Based on the article, Falcone’s methodology appears to be at least somewhat different. He name drops shops like Coava in Portland and Parlor in Brooklyn as the type of hard-to-find shop he is after. Regardless of what your preferred review site is—Yelp, Google, etc—these are not two-star shops. We checked: nowhere on the internet do these shops actually have two stars. In fact, they all have damn near perfect ratings. The secret sauce, then, must not be in aggregate, but in poring over individual two-star reviews. The particular sort of review we are looking for, the ones that serve as indication that the shop is actually good are of the “the barista was so rude, but the coffee was good” ilk.

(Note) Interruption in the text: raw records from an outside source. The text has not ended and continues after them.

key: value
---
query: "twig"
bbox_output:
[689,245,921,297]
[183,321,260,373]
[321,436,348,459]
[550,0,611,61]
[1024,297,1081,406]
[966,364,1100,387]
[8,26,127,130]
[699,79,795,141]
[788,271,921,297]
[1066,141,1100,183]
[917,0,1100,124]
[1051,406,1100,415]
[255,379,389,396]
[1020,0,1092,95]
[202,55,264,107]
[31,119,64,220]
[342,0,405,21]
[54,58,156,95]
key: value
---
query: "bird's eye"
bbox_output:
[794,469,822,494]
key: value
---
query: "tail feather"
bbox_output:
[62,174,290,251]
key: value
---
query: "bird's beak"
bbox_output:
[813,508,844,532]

I put this theory to the test in earnest. Sure it’s maybe the most mind-numbing, lowest common denominator means to this particular end, reading Yelp reviewers (the worst people in the world) prattle on self-righteously about how they don’t get it, but I’ve done worse in search of coffee. I wanted this to work. I checked out objectively good cafes big and small in Los Angeles, Seattle, Portland, New York, Philly, and honestly? These sorts of 2-star reviews don’t really exist, or at least not in quantities high enough to make it a useful heuristic. So I tried smaller cities, where perhaps the population at large may not have caught up to the “third wave” trend at the same pace. I tried cafes in Omaha and Wichita and Amarillo that I know for a fact are top notch and I couldn’t find the “bad service, good coffee” reviews.
And the reason for this, I think, is because the average coffee consumer’s perception of a drink being good or bad is based more so on their experience than the drink itself. It’s not really breaking news in specialty coffee, who has for years fought to legitimize itself by being self-serious only to then fight the perception of being too “snobby”. If a shop makes someone feel stupid, they aren’t going to like the drink. I know I have had the experience of what should have been a cup of coffee squarely in my wheelhouse tarnished by a too cool for school barista, and I seemingly should know better.
So no, reading two-star reviews is not a good or accurate way to find quality coffee. And I know I’m probably just dissecting the frog here, but this was published in The Washington Post! Published not as an op-ed or humor piece but as a bona fide tip in their travel section, in one of the biggest newspapers in the entire country! This sort of coffee writing is what passes muster? Repackaging tired hipster barista tropes—but not for evil, for good!—and ripping off a viral tweet. That’s what we’re reading? That’s where mainstream coffee writing has landed in 2024? This is as far as we’ve come?
And so it is once again that I must lament that if only there was a completely free coffee-focused website that has well over a decade’s worth cafe features in towns big and small the world over, with city guides and a digital map of coffee shops around the globe, the whole process of finding good coffee wherever you are would be a whole lot easier. If only.